Change from Baseline in Functional Assessment of Cancer Therapy-General Version (FACT-G) Overall Bother Item (FACT-GP5)	Baseline up to approximately 49 months	The single-item GP5, that is "I am bothered by side effects of treatment," is rated on a 5-point Likert scale (where 1=not at all and 5=very much) by the participants. A high scale score represents worse outcome.

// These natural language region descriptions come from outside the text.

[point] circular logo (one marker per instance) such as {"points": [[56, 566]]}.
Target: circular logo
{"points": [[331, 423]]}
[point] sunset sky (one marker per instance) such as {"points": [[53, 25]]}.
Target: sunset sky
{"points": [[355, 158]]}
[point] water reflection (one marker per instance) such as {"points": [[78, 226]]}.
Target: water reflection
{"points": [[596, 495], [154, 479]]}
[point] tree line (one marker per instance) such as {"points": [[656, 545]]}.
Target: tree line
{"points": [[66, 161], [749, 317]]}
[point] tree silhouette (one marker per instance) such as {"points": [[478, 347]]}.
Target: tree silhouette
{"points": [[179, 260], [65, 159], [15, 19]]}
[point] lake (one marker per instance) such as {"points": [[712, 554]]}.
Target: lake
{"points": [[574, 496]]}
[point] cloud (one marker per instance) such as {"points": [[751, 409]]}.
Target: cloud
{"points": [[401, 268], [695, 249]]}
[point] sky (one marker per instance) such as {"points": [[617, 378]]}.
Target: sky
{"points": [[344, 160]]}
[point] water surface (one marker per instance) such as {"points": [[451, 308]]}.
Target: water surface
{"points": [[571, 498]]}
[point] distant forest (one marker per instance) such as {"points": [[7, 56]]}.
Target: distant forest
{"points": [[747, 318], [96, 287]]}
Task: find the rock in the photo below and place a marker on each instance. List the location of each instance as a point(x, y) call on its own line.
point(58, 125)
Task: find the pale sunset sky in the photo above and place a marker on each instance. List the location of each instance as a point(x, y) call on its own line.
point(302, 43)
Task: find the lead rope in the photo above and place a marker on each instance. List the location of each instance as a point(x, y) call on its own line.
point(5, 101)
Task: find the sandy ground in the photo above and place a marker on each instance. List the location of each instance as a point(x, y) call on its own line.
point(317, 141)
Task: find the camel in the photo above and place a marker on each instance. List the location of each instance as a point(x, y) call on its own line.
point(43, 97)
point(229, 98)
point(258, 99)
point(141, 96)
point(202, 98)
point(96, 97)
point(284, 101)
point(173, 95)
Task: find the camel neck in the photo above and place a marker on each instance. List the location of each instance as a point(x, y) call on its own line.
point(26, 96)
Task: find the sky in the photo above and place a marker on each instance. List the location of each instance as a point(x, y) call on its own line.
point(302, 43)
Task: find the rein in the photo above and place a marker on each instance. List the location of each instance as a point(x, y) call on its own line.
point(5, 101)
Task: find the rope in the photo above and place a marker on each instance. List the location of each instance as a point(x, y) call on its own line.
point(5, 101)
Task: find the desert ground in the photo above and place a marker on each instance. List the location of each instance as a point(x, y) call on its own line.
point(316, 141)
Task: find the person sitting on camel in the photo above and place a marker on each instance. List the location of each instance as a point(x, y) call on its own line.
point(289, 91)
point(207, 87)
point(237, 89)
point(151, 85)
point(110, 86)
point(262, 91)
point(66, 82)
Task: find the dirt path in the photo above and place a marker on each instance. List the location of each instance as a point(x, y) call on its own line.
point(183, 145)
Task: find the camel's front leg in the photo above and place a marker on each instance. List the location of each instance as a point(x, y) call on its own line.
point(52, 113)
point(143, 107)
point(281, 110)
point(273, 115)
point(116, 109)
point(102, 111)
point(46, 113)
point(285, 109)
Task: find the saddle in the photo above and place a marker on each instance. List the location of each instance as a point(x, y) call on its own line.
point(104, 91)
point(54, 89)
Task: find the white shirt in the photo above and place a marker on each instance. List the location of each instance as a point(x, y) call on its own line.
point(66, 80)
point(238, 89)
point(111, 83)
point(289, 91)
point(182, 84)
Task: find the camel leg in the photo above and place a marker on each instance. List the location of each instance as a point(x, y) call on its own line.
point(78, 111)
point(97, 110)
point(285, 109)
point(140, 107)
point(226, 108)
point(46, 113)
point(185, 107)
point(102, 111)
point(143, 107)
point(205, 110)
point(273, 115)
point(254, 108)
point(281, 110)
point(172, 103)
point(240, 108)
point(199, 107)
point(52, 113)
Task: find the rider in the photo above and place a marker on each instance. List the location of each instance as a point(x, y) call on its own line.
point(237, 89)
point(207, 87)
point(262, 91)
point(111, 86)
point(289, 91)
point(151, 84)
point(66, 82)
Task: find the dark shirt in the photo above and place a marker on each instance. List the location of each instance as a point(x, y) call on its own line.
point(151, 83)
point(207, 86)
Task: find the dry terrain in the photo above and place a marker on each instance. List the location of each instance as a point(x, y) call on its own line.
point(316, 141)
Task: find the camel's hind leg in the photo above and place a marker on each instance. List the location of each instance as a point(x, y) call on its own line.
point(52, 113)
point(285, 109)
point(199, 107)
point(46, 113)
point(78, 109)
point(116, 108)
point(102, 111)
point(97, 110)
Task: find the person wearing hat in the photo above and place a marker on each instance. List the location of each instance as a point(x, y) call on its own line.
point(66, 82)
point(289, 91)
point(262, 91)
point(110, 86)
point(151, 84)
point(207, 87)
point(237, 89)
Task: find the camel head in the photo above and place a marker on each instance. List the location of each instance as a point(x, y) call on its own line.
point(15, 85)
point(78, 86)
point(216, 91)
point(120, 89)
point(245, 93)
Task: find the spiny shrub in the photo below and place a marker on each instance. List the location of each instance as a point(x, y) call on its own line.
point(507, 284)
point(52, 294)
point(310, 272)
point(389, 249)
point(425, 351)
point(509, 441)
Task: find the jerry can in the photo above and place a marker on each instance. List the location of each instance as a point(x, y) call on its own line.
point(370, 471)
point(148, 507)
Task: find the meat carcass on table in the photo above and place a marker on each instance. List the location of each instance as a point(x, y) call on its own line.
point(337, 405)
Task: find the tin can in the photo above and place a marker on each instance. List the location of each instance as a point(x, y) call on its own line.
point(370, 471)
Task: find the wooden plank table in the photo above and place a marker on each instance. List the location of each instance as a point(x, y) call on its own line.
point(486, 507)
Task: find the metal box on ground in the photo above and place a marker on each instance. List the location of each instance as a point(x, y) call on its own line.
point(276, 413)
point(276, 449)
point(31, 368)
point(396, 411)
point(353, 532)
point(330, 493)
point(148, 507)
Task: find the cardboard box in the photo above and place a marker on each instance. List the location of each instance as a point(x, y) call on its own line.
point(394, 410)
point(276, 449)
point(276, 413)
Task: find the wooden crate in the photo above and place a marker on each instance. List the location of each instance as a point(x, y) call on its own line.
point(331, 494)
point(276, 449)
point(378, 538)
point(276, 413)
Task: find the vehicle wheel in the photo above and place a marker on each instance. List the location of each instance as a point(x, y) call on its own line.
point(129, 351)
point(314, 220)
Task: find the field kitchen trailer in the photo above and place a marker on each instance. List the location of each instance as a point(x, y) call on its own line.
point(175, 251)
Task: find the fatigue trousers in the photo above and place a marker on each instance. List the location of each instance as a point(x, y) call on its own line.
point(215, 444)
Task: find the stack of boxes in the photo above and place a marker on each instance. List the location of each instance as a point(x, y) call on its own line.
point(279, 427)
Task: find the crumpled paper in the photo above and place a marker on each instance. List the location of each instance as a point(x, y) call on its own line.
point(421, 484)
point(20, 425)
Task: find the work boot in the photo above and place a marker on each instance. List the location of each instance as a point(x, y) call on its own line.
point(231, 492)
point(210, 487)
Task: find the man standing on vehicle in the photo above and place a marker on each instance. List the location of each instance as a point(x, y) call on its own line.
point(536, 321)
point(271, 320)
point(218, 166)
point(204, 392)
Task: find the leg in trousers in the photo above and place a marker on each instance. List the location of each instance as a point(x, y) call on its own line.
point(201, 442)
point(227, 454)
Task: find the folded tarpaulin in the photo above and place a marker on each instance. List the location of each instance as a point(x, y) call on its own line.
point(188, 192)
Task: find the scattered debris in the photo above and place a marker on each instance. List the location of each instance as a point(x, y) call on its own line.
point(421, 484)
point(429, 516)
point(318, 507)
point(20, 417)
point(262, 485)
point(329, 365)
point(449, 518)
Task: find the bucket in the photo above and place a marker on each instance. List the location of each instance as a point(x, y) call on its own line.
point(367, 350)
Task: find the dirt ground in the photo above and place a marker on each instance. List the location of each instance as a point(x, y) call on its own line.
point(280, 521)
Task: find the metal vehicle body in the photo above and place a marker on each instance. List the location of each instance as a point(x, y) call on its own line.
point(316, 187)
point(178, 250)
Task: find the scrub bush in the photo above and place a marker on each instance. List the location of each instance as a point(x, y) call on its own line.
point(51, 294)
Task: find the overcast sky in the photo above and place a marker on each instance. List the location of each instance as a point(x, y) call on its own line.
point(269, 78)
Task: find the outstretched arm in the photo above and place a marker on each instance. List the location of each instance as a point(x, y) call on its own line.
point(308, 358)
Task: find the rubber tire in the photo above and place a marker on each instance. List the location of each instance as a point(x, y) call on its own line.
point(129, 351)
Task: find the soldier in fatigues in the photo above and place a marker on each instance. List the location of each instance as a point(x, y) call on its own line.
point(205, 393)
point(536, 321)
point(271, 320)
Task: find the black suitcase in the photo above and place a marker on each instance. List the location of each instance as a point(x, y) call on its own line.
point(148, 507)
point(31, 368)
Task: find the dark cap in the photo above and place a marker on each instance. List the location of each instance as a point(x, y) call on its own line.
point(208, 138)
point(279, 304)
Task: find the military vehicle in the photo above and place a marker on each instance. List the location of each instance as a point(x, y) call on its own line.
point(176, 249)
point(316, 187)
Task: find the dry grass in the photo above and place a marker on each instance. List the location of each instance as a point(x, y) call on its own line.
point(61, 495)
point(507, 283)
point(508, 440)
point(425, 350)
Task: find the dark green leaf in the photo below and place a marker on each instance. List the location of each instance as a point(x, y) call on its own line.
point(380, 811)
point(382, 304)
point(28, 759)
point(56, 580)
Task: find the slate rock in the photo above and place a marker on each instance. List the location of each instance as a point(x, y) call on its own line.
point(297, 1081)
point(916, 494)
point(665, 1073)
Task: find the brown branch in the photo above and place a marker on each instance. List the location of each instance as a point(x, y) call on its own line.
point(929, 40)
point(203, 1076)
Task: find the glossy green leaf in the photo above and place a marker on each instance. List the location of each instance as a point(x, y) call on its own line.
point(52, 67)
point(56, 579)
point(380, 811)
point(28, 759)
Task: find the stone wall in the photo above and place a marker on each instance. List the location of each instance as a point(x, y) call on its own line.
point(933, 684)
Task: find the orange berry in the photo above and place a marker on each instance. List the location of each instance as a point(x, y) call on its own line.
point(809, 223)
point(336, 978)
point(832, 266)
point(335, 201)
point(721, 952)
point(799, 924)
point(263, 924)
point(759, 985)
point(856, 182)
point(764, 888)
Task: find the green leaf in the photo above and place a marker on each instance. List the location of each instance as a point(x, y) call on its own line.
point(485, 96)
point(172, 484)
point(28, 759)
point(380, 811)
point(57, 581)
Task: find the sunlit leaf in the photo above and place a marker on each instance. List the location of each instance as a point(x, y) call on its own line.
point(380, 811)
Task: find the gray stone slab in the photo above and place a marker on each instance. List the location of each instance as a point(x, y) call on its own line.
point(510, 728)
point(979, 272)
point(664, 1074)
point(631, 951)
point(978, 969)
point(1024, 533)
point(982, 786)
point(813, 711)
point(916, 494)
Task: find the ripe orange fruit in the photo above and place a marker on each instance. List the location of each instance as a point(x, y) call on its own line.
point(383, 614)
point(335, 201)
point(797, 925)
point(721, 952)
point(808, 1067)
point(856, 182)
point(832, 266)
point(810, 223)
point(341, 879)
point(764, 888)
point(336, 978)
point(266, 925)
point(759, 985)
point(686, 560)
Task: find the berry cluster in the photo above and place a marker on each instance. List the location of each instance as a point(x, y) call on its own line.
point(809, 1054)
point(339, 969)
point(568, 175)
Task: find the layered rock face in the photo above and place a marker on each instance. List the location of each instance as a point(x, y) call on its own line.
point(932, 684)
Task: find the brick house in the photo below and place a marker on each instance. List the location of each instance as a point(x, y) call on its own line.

Change from Baseline in European Organization for Research and Treatment of Cancer (EORTC) Quality-of-Life Core 30 Questionnaire (QLQ-C30) Global Health Status/Quality-of-Life score (Items 29 and 30)	Baseline up to approximately 49 months	Global health status or quality of life (QoL) scale ranges in score from 0 to 100 with a high scale score representing a higher response level (for example, high score for global health status/QoL is high QoL: high score for symptom scale/item is high symptomatology or problems).
Change from Baseline in EORTC QLQ-C30 Physical Functioning	Baseline up to approximately 49 months	Physical functioning scale ranges in score from 0 to 100 with a high scale score representing a higher response level (for example, high score for functional scale is high/healthy level of functioning).
Change from Baseline in Arm Symptoms Scale of EORTC QLQ-Breast Cancer (BR)42	Baseline up to approximately 49 months	Arm symptom scale ranges in score from 0 to 100 with a high scale score representing a higher level of symptoms or problems.